The system hasn’t been grossly abused: mostly the Reserve Bank seems to spend fairly responsibly, and the Minister is advised by Treasury at the point of renegotiation. But, equally, it is not as if the Minister and the Bank have gone above and beyond the formal statutory provisions: they could, for example, lay out detailed annual estimates, by functions, at the time the Funding Agreement was released, and report actuals against those estimates over the following five years. But they don’t even do that: it is the sort of lack of transparency that led me to suggest earlier that there is no more transparency around the Bank’s spending plans – one line item per year – than there is around that of, say, the SIS. And unlike the Bank, the SIS needs an annual parliamentary appropriation or it can’t spend anything at all.

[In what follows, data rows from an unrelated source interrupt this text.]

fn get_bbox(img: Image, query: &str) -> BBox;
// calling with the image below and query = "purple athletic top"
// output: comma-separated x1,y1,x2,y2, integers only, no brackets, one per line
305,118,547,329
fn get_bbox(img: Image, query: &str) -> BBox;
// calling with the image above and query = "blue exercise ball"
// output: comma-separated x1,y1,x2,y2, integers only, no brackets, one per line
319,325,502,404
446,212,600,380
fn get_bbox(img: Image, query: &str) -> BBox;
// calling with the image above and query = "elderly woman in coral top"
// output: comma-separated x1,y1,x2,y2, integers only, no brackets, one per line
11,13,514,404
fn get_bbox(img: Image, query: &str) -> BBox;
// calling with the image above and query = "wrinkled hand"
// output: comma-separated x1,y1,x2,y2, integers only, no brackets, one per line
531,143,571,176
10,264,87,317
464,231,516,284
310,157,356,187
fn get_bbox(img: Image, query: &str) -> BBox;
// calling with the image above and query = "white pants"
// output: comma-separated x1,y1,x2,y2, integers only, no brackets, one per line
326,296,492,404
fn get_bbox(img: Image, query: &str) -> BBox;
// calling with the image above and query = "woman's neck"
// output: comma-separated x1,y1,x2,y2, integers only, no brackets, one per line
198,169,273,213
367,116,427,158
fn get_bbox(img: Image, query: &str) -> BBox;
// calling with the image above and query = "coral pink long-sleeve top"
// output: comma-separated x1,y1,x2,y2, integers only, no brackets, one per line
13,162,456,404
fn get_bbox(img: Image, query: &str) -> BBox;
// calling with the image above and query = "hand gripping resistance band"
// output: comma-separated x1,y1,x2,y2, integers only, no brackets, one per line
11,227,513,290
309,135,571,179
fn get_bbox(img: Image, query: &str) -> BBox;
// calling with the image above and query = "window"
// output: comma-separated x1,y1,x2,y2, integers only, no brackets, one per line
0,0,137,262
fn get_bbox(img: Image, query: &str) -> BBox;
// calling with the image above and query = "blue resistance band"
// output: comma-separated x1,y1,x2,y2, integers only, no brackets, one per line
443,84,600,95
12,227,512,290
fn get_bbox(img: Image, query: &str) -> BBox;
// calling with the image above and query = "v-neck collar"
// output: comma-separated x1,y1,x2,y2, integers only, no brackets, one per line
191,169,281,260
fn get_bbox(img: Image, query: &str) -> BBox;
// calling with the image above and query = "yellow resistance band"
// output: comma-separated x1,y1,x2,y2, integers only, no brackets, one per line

A common argument – at least among central bankers – is that somehow central banks are different. There is only one important respect in which they are: they earn far more than they spend. But even that isn’t very important here. Central banks make money largely through the statutory monopoly on currency issue, which is just (in effect) another form of taxation. And spending and revenue are two quite different bits of government finance: IRD might collect lots of money, but it can only spend what Parliament appropriates.
And what of those arguments about avoiding back-door pressure? Even they don’t mark out central banks. After all, we don’t want ministers interfering in Police decisions either (a rather more important issue than a central bank), but Police are funded by parliamentary appropriation. So is the Independent Police Complaints Authority. There are plenty of regulatory agencies where policy might be set by politicians, but the implementation of that policy is set by an independent Board, and where backdoor pressure could – in principle be applied. Other bodies publish awkward reports that make life difficult for politicians. But those bodies too are typically funded each year by parliamentary appropriation. It is just how our system of government works.
When I wrote about this issue in 2015 (having only recently emerged from the Bank), I was hesitant about calling for radical change. The funding agreement system itself could be tightened up in various ways, which might represent an improvement on what we have now. But there isn’t any very obvious reason not to start with a clean sheet of paper, and build a new system – aligned with how we manage public spending in the rest of government – starting from the principle of annual appropriations, with a clear delineation by functions (monetary policy, financial system regulation, physical currency etc), and standard restrictions on the ability of ministers to reallocate funds across votes).
I’m not aware of any country that funds it central bank by annual appropriation. But historically, central bank spending all round the world was subject to weak parliamentary control. This is one of those areas where the international models aren’t attractive, and the standard should instead be the way in which we authorise spending across the rest of government. This is a policy and regulatory agency – not, say, primarily a trading entity (like, eg, the New Zealand Superannuation Fund) – and should be funded, and held to account, accordingly.